When he took a breath I inserted, “So you feel bad?”
“I feel terrible.”
Which Dog Gets More?
“Do you have any plans for changing your behavior?”
“None I haven’t already tried. I’m thinking I should just give up trying … I’m not really hurting anyone anyway … these women aren’t really real.”
“Well I mean they exist somewhere, but they don’t physically exist where I am … they’re just pictures and videos.”
“And so you’re feeling like stopping pornography doesn’t matter because no one is getting hurt?”
“I guess so.”
“It seems like it’s hurting you, isn’t that why you called?”
“Yes, but … (and he launched into a another description of his behavior. Slips test resolve. I was thinking this is true with anything that is slowly destroying someone. Overeating, lying, or in this case cheating.
“Let me ask you, are you married?”
“What difference does that make?”
Your Favorite Pet
“Well if you’re married this is infidelity, right?”
“Um … no. Like I said, these women aren’t real … they’re just make-believe … fantasies.”
“Then, you don’t really need them do you?”

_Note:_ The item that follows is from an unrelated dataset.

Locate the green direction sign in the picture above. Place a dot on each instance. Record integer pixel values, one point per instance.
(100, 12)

“I never thought about that.”
“I think you called me because you’re looking for someone to slap your hand and tell you you’ve been a bad boy.” I reached up and touched the middle monitor and sent a :60 second announcement into our broadcast world.
“No … I …”
“But I’m not your mama. I have no authority over what you decide to …”
“I know that …”
“And you’re not a little boy. You’re responsible and accountable for your slips.”
“Well I’ve …”
It’s An Old Story
“Been cheating. It’s the old story of two dogs.”
“Inside each of us are two dogs fighting.”
“They’re trying to kill each other. One or the other will win because one is strong and the other is weak.” The spot was finished and I segued into another musical selection.
“One dog is strong, the other is weak. It’s like this because you’re feeding one dog more than the other dog. Do you understand?”
“I’ve been messing up, huh?”
How To Quit Feeding The Bad Dog
“The thing is you can change.”
“Every time the temptation comes recognize it as an opportunity.”
“To watch God work in your situation and give you a way to feed one dog and starve the other.”
“Yeah, I think maybe you’re right.”
I fired the top of the hour station I.D. and played a current top ten song to lead off the new hour. I said, “Stop disrespecting yourself. Stop disrespecting your wife. Stop disrespecting God. Your next temptation to slip is a chance to do the right thing. Does that make sense?”
I waited a few seconds, but he didn’t answer me. He’d already hung up.
Slipping can end. It’s a chance to start anew. Growing and maturing in Christ is a never give up or give in process.
I switched off the phone and took a sip of coffee. The night was still young. What happens next?
Bad habits have a habit of making us uncomfortable (if we’re lucky).
It doesn’t matter what the bad habit is. Undoubtedly, you can name something that needs to change.
The bad habit temptation isn’t going to get weaker until you stop feeding it.
Okay, slips happen. But the truth is, every time the temptation comes it’s an opportunity to quit feeding the bad dog.
Your choice. You decide. Ask: What am I going to do?
You gotta wanna stop feeding the dog that’s stealing, killing, and destroying you.
Like someone wise said, luck is preparation meeting opportunity.
Thanks for listening to Lee’s Nite Radio.